I honestly believe “Nomadland” should have been adapted as a simple documentary, to allow the actual point to be maintained. If the filmmakers wanted to tell a different story, they should have titled it something else.
I, too, thought of Nomadland when I edited this post and watched the video.
The book is one of my all-time favorites but I have not seen the movie yet.
In reality, unions have been necessary because industries have regularly refused to recognize basic human needs in their treatment of their employees. If industries could get away with paying their employees pennies and not covering anything other than those pennies, they would do so. We know this because industries did exactly this for hundreds of years when they could get away with it.
Perhaps the most notorious example of this would be the Triangle Shirtwaist Factory, where the employers locked the workers inside and abandoned the employees when a fire broke out, leading to 146 employees dying in a single night, many of them jumping to their deaths from the windows of the 8th-10th floors of the building. No union would have ever permitted such a situation to happen, and those people would have survived. But for the fact that the employers felt that their clothing products were more valuable than the lives of their employees. It’s really that simple. I note that the owners of the factory, who had the keys and made sure that they themselves could escape the fire, were unrepentant, and continued their practice of locking their workers inside when they resumed business.
In the current situation, Amazon has a terrible record of how it treats its employees, potentially one nearly as bad as Triangle Shirtwaist. The employees are essentially cattle, as the various accounts have demonstrated. Amazon hires them and drops them at will, and they are essentially ground down to nothing.
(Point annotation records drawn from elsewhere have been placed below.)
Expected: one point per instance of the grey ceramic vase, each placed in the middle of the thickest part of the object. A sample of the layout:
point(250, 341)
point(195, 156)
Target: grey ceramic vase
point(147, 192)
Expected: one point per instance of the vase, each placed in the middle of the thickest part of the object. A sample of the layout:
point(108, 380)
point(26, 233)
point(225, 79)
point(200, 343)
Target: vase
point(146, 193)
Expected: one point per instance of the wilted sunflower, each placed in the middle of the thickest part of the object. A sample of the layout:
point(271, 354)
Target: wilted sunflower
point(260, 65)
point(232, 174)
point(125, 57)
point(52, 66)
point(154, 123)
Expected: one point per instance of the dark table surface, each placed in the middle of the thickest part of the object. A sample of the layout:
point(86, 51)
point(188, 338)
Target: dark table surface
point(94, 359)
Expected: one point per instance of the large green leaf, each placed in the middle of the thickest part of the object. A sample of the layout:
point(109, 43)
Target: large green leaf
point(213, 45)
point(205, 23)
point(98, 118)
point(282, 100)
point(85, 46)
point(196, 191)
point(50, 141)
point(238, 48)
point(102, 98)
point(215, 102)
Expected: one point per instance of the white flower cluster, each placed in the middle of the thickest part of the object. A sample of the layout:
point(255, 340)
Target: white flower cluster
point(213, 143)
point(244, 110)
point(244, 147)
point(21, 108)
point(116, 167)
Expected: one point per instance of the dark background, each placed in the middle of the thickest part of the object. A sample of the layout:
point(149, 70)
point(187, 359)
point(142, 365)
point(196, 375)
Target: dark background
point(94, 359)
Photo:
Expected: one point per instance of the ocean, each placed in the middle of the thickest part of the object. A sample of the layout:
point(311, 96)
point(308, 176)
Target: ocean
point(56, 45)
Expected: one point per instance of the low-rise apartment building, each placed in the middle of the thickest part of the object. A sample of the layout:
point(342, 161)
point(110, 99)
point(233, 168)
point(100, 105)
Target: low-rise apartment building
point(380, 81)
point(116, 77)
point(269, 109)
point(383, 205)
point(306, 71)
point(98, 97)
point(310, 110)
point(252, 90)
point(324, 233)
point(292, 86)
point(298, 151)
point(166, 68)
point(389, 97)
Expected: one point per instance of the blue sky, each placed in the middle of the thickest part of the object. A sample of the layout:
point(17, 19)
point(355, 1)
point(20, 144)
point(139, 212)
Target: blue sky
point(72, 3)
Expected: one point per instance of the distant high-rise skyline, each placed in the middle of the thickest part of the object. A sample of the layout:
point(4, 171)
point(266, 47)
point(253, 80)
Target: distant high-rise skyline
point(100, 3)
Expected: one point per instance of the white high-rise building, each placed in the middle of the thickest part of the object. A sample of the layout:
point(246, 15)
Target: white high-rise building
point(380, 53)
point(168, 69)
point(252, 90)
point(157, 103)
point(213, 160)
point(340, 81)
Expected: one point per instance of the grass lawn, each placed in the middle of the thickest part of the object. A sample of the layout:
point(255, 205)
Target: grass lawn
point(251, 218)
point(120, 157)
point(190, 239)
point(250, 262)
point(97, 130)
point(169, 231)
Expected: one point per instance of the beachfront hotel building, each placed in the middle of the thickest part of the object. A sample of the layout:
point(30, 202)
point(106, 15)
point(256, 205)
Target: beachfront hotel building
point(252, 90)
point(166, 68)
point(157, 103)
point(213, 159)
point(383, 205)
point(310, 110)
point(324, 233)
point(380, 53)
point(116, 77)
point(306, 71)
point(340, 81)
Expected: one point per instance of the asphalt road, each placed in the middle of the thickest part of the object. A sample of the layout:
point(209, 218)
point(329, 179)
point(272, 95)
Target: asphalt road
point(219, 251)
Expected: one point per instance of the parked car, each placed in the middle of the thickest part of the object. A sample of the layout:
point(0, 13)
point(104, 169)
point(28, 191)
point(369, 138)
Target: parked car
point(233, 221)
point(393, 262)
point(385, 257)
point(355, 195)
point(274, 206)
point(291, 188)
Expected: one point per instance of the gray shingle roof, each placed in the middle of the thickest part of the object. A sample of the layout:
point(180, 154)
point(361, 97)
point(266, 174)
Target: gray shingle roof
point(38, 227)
The book “Nomadland” (not the movie) is a good primer for how Amazon takes advantage of and abuses older Americans – hiring them for tiny wages during the peak season near the holidays and allowing them to keep their vans and mini-RVs (the employees’ homes since they cannot afford rent or mortgage) in a nearby lot. Amazon is delighted to be able to keep treating its employees in this fashion, and they’re delighted that Alabama’s anti-union sentiment won out here. But this is a tremendous loss for those workers.
The fact that Rebecca Walser thinks she can get away with saying something as vicious and anti-employee as she did is an unfortunate testament to how Fox News and Right Wing media have tried to shove the terms of basic debate far away from any recognizable norms. This was not a discussion about wanting another bathroom break. It was a discussion about basic human decency. Fox News may think that the centerline is somewhere to the Right of Ted Cruz, but that’s not a reality. It’s just what Fox News wants its viewers to believe.